Mengutamakan Ibu Kita

INILAH penuturan Abu Hurairah r.a. Seorang laki-laki berkata, “Wahai Rasul Allah, siapakah yang lebih berhak aku berbakti kepadanya dengan baik?”

Rasulullah berkata, “Ibumu.”

Dia berkata, “Lalu siapa lagi?”

“Ibumu,” kata Rasulullah.

Dia berkata, “Kemudian siapa?”

Rasulullah menjawab, “Ibumu.”

Dia berkata, “Lantas siapa lagi?”

Rasulullah Saw menjawab, “Ayahmu” (H.r. Bukhari dan Muslim).

Ada pelajaran dari hadis ini. Seorang ibu memiliki keutamaan untuk kita taati dan kita limpahi kebajikan, tiga kali lebih besar daripada seorang bapak. Tidak ada yang lebih utama untuk kita penuhi panggilannya, kita dengar nasihatnya dan kita limpahi perbuatan baik di dunia ini kecuali ibu. Bahkan andaikata ibu yang melahirkan kita belum beriman kepada Allah, maka kita tetap harus berbuat kepadanya.

Keharusan untuk berbuat baik kepada ibu yang melahirkan kita, betapapun ia belum beriman kepada Allah misalnya, bukan karena mengikuti nilai kepatutan yang ada di masyarakat. Bukan. Tetapi sebagai wujud ketaatan kita kepada Allah ‘Ázza wa Jalla, karena tidaklah kewajiban berbuat baik itu datang melainkan dari Allah Yang Maha Menciptakan. Ini bukan berarti mengharuskan kita taat kepada apa pun yang diperintahkan oleh orangtua kita, dalam hal ini ibu, melainkan berbuat baik dan menjaga diri dari perkataan yang menyakitkan hati. Apalagi jika lebih dari itu.
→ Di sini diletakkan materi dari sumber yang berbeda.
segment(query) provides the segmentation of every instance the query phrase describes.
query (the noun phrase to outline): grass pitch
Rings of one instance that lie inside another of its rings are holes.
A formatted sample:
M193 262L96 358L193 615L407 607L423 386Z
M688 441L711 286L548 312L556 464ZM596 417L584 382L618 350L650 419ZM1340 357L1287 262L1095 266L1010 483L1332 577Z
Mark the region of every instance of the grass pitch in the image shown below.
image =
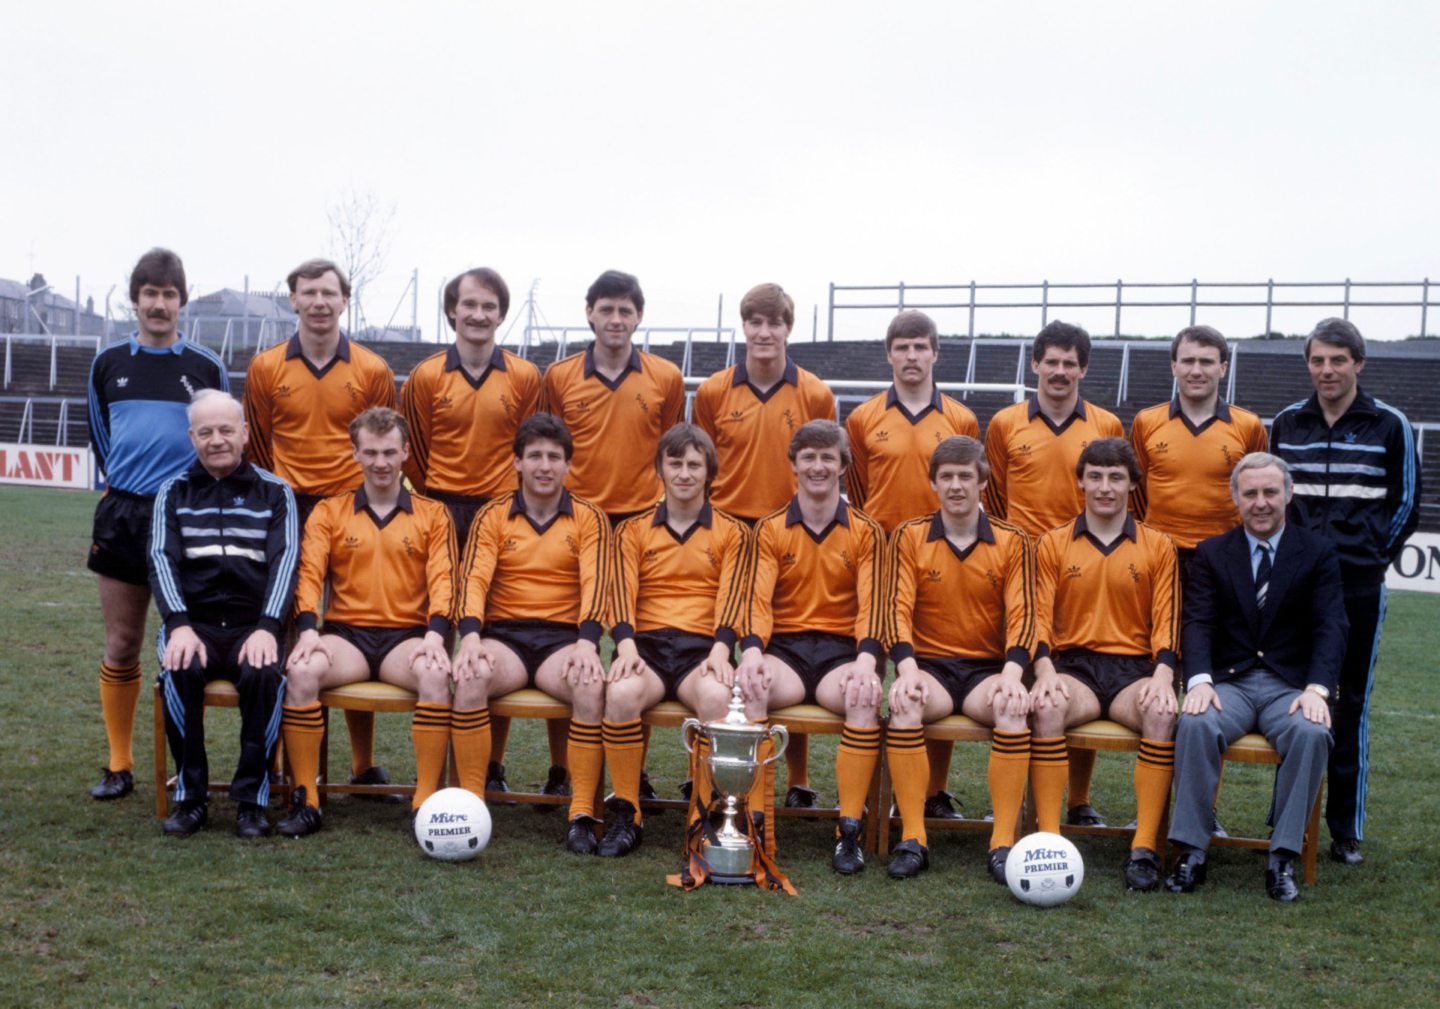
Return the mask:
M785 820L795 898L667 887L680 818L646 822L623 860L576 858L558 815L493 809L475 861L425 858L403 807L337 798L301 841L244 844L234 807L161 835L152 800L147 673L137 792L86 798L105 760L101 625L85 571L94 495L0 488L0 1006L1269 1006L1433 1005L1430 904L1440 889L1440 600L1397 593L1372 699L1366 864L1323 858L1299 904L1266 899L1264 859L1211 854L1191 897L1127 894L1124 845L1081 839L1087 879L1063 907L1023 906L989 881L982 835L937 835L932 868L828 868L829 828ZM153 625L152 618L152 625ZM153 627L152 627L153 629ZM153 669L153 657L147 655ZM340 720L336 720L337 726ZM238 722L209 718L226 773ZM338 741L334 758L343 764ZM411 773L408 719L380 716L378 751ZM833 742L814 783L833 799ZM683 751L657 731L651 775L673 794ZM983 810L984 747L961 746L952 790ZM1103 755L1095 797L1134 812L1128 756ZM543 730L517 723L512 781L546 769ZM1221 815L1259 833L1270 772L1227 769ZM1328 840L1328 839L1327 839Z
Sesungguhnya ketaatan kepada manusia itu hanyalah dalam perkara-perkara yang membawa ketaatan kepada Allah, atau dalam perkara yang tidak menyalahi perintah dan larangan-Nya. Begitu seorang ibu menyuruh kita berbuat maksiat kepada Allah ‘Azza wa Jalla, maka kita tidak boleh menaati perintahnya dalam perkara tersebut. Itu pun tetap harus dengan cara yang baik. Larangan untuk mentaati perintah yang melanggar aturan Allah tetap harus berjalan seiring dengan kewajiban berbuat baik kepada orangtua, khususnya ibu. Artinya, kita tidak berkata kasar, tidak membentak, tidak berbuat yang menyakitkan hati dan kalau sekiranya perlu menyampaikan penolakan, haruslah dengan perkataan yang mulia.
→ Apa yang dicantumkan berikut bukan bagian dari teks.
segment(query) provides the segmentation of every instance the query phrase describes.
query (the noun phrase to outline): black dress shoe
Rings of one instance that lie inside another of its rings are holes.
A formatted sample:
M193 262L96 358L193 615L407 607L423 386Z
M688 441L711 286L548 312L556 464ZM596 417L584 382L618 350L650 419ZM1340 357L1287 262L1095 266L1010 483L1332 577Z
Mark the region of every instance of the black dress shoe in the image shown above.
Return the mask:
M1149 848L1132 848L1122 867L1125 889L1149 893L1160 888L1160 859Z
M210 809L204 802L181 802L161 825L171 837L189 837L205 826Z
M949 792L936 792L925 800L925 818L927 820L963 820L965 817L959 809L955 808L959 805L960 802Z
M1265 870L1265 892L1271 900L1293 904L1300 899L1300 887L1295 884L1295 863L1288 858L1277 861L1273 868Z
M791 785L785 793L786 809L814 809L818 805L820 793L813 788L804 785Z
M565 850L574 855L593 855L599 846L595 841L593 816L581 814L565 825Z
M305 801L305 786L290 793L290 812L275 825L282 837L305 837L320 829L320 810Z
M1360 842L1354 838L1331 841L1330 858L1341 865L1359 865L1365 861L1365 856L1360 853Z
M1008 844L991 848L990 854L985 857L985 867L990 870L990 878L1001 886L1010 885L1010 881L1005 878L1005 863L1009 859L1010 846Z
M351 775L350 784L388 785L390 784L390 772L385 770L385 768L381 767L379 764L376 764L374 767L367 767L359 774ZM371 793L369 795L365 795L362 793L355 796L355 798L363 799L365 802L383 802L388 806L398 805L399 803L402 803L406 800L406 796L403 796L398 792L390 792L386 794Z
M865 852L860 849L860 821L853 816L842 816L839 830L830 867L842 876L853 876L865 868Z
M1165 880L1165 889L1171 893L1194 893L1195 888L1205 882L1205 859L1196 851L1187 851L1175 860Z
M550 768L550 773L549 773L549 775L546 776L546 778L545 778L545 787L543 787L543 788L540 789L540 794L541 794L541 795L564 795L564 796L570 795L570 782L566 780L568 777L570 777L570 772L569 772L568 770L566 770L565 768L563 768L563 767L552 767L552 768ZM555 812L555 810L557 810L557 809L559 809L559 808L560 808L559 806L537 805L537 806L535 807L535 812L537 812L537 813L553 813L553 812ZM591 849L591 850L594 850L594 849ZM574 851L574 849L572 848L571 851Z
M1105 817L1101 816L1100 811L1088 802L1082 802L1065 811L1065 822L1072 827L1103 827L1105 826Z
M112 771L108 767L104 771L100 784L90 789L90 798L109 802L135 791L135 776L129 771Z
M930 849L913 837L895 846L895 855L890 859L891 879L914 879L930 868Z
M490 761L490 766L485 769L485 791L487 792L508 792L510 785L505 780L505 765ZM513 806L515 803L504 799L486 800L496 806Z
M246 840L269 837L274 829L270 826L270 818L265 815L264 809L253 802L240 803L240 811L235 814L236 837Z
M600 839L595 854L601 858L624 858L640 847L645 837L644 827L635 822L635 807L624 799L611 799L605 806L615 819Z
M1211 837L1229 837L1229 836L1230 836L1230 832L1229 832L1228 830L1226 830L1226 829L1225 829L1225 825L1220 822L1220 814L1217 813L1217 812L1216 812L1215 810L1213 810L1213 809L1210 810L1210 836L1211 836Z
Seberapa jauh kita harus berbuat baik kepadanya? Sejauh yang kita sanggup. Sesungguhnya, betapa pun kita telah berusaha untuk membalas sedikit saja dari kebaikan ibu yang membesarkan kita tanpa meminta balasan, tak akan dapat menebus kemuliaannya sedikit pun. Setiap kali kita bernafas, maka dalam setiap hembusan nafas itu ada kasih-sayang, kemuliaan dan keutamaan ibu yang mengaliri darah dan hidup kita.

Tidaklah kita bisa berdiri dengan tegak, bernafas dengan baik dan memiliki jiwa yang kokoh, kecuali karena tulusnya cinta ibu kita. Kalaupun terkadang harus ada airmata yang jatuh saat mengasuh kita di waktu kecil, itu bukan karena ia tidak ikhlas mengasuh.

Tidak. Tetapi airmata itu kadang jatuh justru untuk mempertahankan keikhlasan, agar penatnya berjaga di waktu malam tidak membuatnya merutuki kita dengan keluh kesah panjang.

Sesungguhnya, satu malam kasih-sayang seorang ibu kepada kita, tak akan pernah sanggup kita tebus dengan hadiah yang paling indah. Sebab, tidaklah mereka berjaga, kecuali dengan murninya kasih sayang, tulusnya cinta dan pada saat yang sama sentuhan jiwa untuk membangkitkan jiwa kita. Andaikata seorang bapak menyayangi anaknya dengan turut berjaga semalaman atau bahkan lebih dari itu, niscaya tak akan sanggup menyamai satu malam saja kasih-sayang seorang ibu yang dengan tulus mendidik kita.

Saat-saat kecil, khususnya ketika bayi inilah yang membutuhkan cinta tanpa syarat. Karenanya, nilai doa kita untuk mereka terutama terkait dengan derajat kasih sayang dan pengasuhan mereka di waktu kecil.

“Tuhanku, ampunilah aku dan kedua orangtuaku dan limpahilah mereka kasih sayang sebagaimana mereka dulu mentarbiyahku di waktu kecil.”